Erlangga berhasil membuat Olivia masuk ke dalam perangkapnya lebih dalam. Pria itu menertawakan Olivia di dalam hati. Sabuk pengaman yang dia lepas kembali dia kencangkan. "Malam ini kamu tidur di apartemen aku!"

"Apa?!" pekik Olivia. Dia ingin membantah, tetapi baru saja berjanji untuk tidak membantah. Lengan Olivia langsung gemetar disertai keluarnya keringat di sekitar dahi. apa yang dia takutkan akan terjadi. "Aku nggak biasa tidur di tempat orang lain, Er."

Jawaban Olivia tidak mampu meluluhkan hati Erlangga. Pria itu kembali menyalakan mesin mobil dan mengunci semua pintunya. Matanya melirik dengan tajam dan kedua jemarinya memegang erat setir mobil. "Kalau begitu kamu harus mulai terbiasa untuk tidur di tempat saya. Suka atau tidak, kamu harus terus berada di sebelah aku! Paham?"

Kali ini Olivia melihat tatapan kemarahan dari netra hitam legam pria di dekatnya. Erlangga juga mengucap dengan penuh penekanan. Olivia ketakutan, tangannya mengepal untuk mengurangi rasa gemetar di tubuh. "Aku harus izin dulu, Er."

"Cukup mengabari lewat telepon. Kamu nggak boleh keluar dari mobil atau kamu mau dapat hukuman dari saya?" kata Erlangga.

Lidah Olivia begitu kelu untuk menjawab perkataan Erlangga. Kalau saja dia tidak ketakutan, mungkin dia akan menolak. Sayangnya, aura Erlangga yang sedang serius lebih mendominasi. Lagi pula dia sudah berjanji untuk menurut juga.

"Paham apa yang aku bilang?!" Erlangga menarik tengkuk kepala Olivia agar menghadapnya. "Apa harus aku kasih pelajaran supaya kamu tahu siapa aku sebenarnya?"

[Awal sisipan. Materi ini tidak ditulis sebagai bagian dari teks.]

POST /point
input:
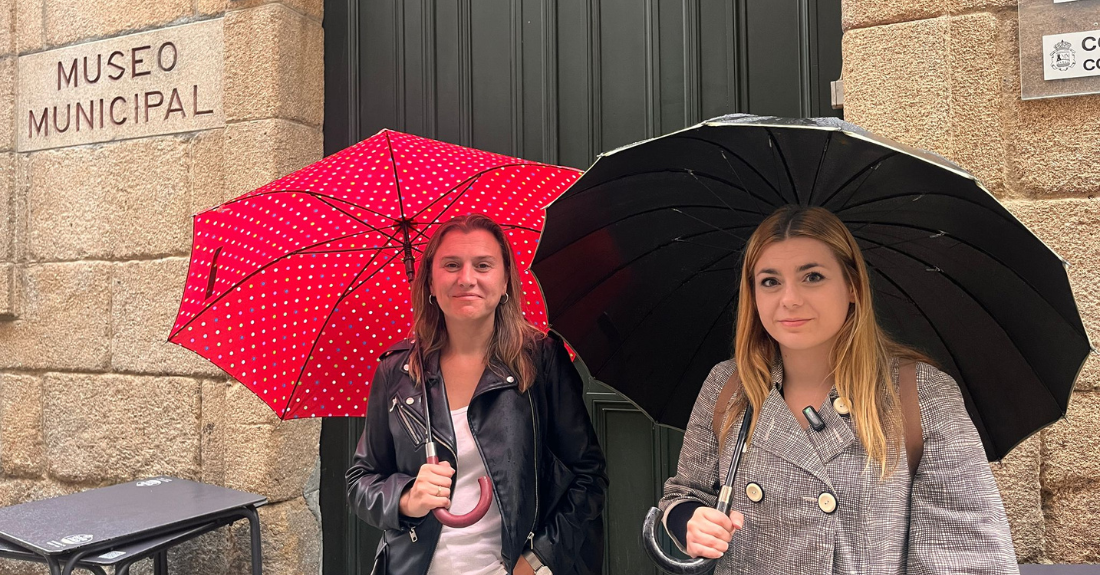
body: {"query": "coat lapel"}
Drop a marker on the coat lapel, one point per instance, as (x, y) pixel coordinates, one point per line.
(779, 433)
(837, 434)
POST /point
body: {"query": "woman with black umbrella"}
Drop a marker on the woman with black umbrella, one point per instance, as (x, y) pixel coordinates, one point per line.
(860, 454)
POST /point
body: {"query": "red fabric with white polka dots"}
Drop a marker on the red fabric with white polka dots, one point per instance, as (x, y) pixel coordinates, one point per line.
(309, 285)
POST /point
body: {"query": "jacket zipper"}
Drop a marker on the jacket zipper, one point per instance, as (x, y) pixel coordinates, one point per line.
(408, 424)
(535, 439)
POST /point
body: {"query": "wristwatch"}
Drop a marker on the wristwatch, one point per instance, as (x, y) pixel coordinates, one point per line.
(536, 563)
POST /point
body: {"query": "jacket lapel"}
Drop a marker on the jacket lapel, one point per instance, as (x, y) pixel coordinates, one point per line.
(837, 434)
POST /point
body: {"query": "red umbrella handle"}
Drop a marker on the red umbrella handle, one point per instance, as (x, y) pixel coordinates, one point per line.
(450, 519)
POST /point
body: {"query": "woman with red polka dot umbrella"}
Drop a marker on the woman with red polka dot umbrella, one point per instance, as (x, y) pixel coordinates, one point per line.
(296, 288)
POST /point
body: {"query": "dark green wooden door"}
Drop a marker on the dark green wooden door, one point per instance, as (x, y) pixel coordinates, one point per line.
(559, 81)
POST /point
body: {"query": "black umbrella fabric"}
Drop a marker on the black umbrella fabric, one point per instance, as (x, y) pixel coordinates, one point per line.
(639, 264)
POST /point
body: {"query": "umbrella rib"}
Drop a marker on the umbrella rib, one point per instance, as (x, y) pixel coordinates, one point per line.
(782, 158)
(713, 227)
(397, 184)
(524, 228)
(972, 298)
(964, 242)
(738, 156)
(719, 198)
(424, 229)
(866, 172)
(245, 278)
(435, 220)
(307, 192)
(664, 244)
(352, 286)
(963, 389)
(479, 175)
(345, 212)
(821, 164)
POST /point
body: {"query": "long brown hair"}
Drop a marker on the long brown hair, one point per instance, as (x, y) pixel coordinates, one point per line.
(861, 357)
(513, 339)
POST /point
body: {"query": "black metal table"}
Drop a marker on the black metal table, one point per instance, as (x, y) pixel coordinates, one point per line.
(141, 518)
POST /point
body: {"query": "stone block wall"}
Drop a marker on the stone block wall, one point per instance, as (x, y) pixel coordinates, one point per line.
(945, 75)
(94, 247)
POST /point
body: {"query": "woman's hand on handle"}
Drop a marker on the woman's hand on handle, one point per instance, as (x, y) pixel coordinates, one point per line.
(430, 489)
(710, 531)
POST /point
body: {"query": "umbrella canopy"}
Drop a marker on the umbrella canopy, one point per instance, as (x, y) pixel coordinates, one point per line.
(640, 262)
(296, 288)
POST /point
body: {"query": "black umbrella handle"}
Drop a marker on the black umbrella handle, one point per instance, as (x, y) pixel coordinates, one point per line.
(697, 565)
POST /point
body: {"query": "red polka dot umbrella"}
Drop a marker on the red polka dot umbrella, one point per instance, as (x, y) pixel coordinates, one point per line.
(296, 288)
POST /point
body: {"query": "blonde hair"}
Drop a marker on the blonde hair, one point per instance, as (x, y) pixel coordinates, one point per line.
(861, 357)
(514, 338)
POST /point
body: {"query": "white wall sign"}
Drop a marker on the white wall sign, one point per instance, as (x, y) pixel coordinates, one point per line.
(1059, 47)
(1073, 55)
(163, 81)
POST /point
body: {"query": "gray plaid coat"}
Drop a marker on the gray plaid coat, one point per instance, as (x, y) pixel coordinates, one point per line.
(947, 519)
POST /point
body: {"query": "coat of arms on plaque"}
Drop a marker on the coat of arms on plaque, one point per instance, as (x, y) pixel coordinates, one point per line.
(1063, 57)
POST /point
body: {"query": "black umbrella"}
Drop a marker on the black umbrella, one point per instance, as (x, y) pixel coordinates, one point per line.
(639, 264)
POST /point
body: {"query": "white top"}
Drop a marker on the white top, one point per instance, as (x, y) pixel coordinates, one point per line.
(474, 550)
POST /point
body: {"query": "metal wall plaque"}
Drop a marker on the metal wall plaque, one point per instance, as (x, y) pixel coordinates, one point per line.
(163, 81)
(1059, 47)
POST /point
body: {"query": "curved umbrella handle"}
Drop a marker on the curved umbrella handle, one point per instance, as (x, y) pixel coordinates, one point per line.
(450, 519)
(695, 566)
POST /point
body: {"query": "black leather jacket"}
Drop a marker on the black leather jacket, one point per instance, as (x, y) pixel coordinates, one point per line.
(539, 449)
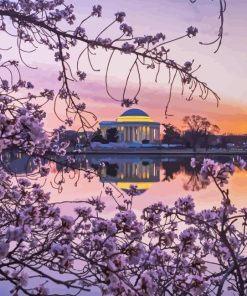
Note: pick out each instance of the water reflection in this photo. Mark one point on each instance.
(125, 170)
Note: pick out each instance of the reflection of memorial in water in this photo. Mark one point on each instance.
(141, 173)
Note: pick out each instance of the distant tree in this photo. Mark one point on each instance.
(112, 135)
(198, 129)
(172, 135)
(98, 137)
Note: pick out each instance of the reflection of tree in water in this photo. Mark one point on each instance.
(111, 169)
(193, 180)
(171, 170)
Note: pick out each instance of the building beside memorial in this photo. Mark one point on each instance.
(134, 127)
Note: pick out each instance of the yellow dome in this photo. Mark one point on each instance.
(134, 115)
(141, 186)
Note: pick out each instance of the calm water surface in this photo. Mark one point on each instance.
(157, 178)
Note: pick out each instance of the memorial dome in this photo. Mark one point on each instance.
(134, 115)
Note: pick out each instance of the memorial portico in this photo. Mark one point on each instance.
(134, 126)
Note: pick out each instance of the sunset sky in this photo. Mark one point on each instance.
(224, 72)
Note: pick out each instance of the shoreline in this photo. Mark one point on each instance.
(159, 152)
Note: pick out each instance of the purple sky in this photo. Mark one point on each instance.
(224, 71)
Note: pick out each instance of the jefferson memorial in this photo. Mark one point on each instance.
(134, 127)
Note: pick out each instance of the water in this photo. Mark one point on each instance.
(158, 178)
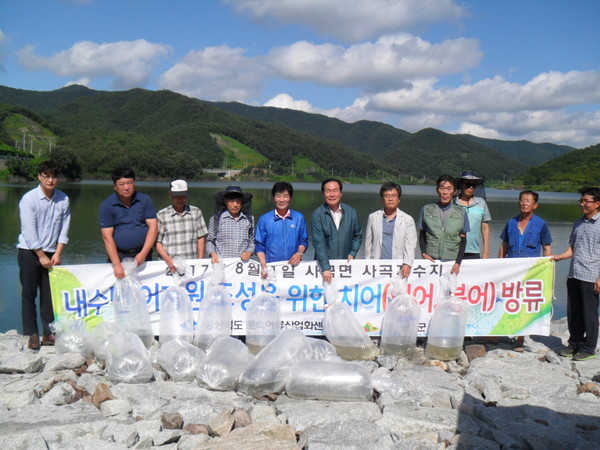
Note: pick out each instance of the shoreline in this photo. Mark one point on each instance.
(491, 397)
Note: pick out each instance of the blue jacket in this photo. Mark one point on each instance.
(530, 243)
(331, 243)
(280, 238)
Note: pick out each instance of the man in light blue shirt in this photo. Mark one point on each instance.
(281, 234)
(45, 219)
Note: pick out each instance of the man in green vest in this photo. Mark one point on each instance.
(443, 226)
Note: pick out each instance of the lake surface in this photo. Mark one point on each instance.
(560, 210)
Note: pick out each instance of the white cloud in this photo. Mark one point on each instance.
(350, 114)
(3, 41)
(351, 20)
(216, 73)
(388, 62)
(129, 63)
(85, 81)
(550, 90)
(286, 101)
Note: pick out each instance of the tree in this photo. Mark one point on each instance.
(69, 164)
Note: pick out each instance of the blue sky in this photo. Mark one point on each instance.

Perempuan itu menggelengkan kepalanya. Napasnya terburu-buru, dan terus mengalihkan pandangan dari pria di depannya. "Aku ... aku paham, Er."

"Good girl."

Sebuah tawaran menarik yang Olivia ajukan tampaknya tidak akan semulus yang dia bayangkan. Perempuan itu terjerembab ke dalam lubang yang lawannya berikan. Sialnya, Erlangga yang dia kenal kemarin berbeda dengan Erlangga yang sekarang.